支給の対象となるのは、次の2つの条件のうち、いずれかを満たした方になります。

  1. 平成3年3月以前に国民年金任意加入対象だった学生
  2. 昭和61年3月以前に国民年金任意加入対象だった被用者等の配偶者

支給額は毎年見直されますが、令和6年度は下記の通りです。

  • 障害基礎年金1級相当の方:月額55,350円
  • 障害基礎年金2級相当の方:月額44,280円

特別障害給付金制度|日本年金機構

まとめ|統合失調症で働く方の割合と利用できる支援制度

  • 障がい者の法定雇用率は年々増加しており、特に精神障害者の就業率が大きく数字を伸ばしている。働く精神障害者のうち、疾病別割合では統合失調症の方は2番目に多い。
  • 労働時間は一般の方より短い時間で働く方も多い。
  • 統合失調症の方が働けなくなる理由はいくつかあり、「幻覚・幻聴によって周囲が気になり物事に集中できなくなる」「幻覚や幻聴が落ち着いても、意欲の低下・無気力になってしまう」「認知機能障害によって基礎的な思考力が低下し、頭が働かず、通常の生活を送るだけでも疲れやすくなる」などがある。
  • 統合失調症で働けない方が受けられる支援としては、「生活保護」「障害年金」「自立支援医療(精神通院医療)」「精神障害者保健福祉手帳」などがある。
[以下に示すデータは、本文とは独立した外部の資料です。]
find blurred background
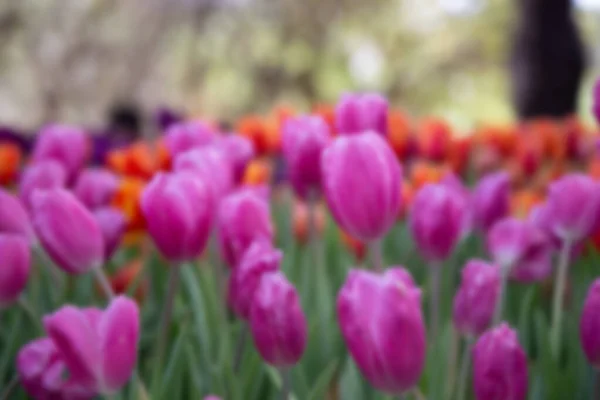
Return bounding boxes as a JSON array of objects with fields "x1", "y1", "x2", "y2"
[{"x1": 0, "y1": 0, "x2": 600, "y2": 130}]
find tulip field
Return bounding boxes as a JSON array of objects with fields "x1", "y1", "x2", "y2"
[{"x1": 0, "y1": 90, "x2": 600, "y2": 400}]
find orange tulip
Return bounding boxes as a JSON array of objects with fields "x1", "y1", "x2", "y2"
[{"x1": 0, "y1": 142, "x2": 23, "y2": 186}]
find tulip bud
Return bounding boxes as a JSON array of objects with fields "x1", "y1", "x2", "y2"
[
  {"x1": 19, "y1": 160, "x2": 67, "y2": 210},
  {"x1": 453, "y1": 260, "x2": 500, "y2": 336},
  {"x1": 73, "y1": 168, "x2": 119, "y2": 210},
  {"x1": 227, "y1": 239, "x2": 283, "y2": 319},
  {"x1": 321, "y1": 132, "x2": 402, "y2": 241},
  {"x1": 0, "y1": 233, "x2": 30, "y2": 309},
  {"x1": 173, "y1": 146, "x2": 233, "y2": 203},
  {"x1": 335, "y1": 93, "x2": 388, "y2": 135},
  {"x1": 165, "y1": 121, "x2": 216, "y2": 158},
  {"x1": 217, "y1": 187, "x2": 274, "y2": 268},
  {"x1": 32, "y1": 189, "x2": 104, "y2": 274},
  {"x1": 43, "y1": 296, "x2": 140, "y2": 395},
  {"x1": 32, "y1": 125, "x2": 90, "y2": 182},
  {"x1": 408, "y1": 184, "x2": 466, "y2": 262},
  {"x1": 579, "y1": 279, "x2": 600, "y2": 368},
  {"x1": 217, "y1": 134, "x2": 254, "y2": 183},
  {"x1": 141, "y1": 173, "x2": 213, "y2": 262},
  {"x1": 546, "y1": 174, "x2": 600, "y2": 243},
  {"x1": 250, "y1": 272, "x2": 307, "y2": 368},
  {"x1": 487, "y1": 217, "x2": 552, "y2": 283},
  {"x1": 94, "y1": 207, "x2": 127, "y2": 261},
  {"x1": 471, "y1": 172, "x2": 510, "y2": 232},
  {"x1": 0, "y1": 188, "x2": 35, "y2": 242},
  {"x1": 283, "y1": 116, "x2": 330, "y2": 197},
  {"x1": 337, "y1": 267, "x2": 426, "y2": 395},
  {"x1": 473, "y1": 323, "x2": 528, "y2": 400}
]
統合失調症の症状は人によって大きく異なります。統合失調症を含む精神障害者の雇用が年々増加している一方、症状が重く長期の療養期間が必要となる方も少なくありません。

今すぐ働くことができなくても焦る必要はありません。病状が安定しないうちに無理をして仕事をすることで、心身の調子が悪化するケースが多いです。

ここまでに紹介した支援制度を参考にし、自分に適用する支援を受けながら治療に専念し、将来的な社会復帰を目指しましょう。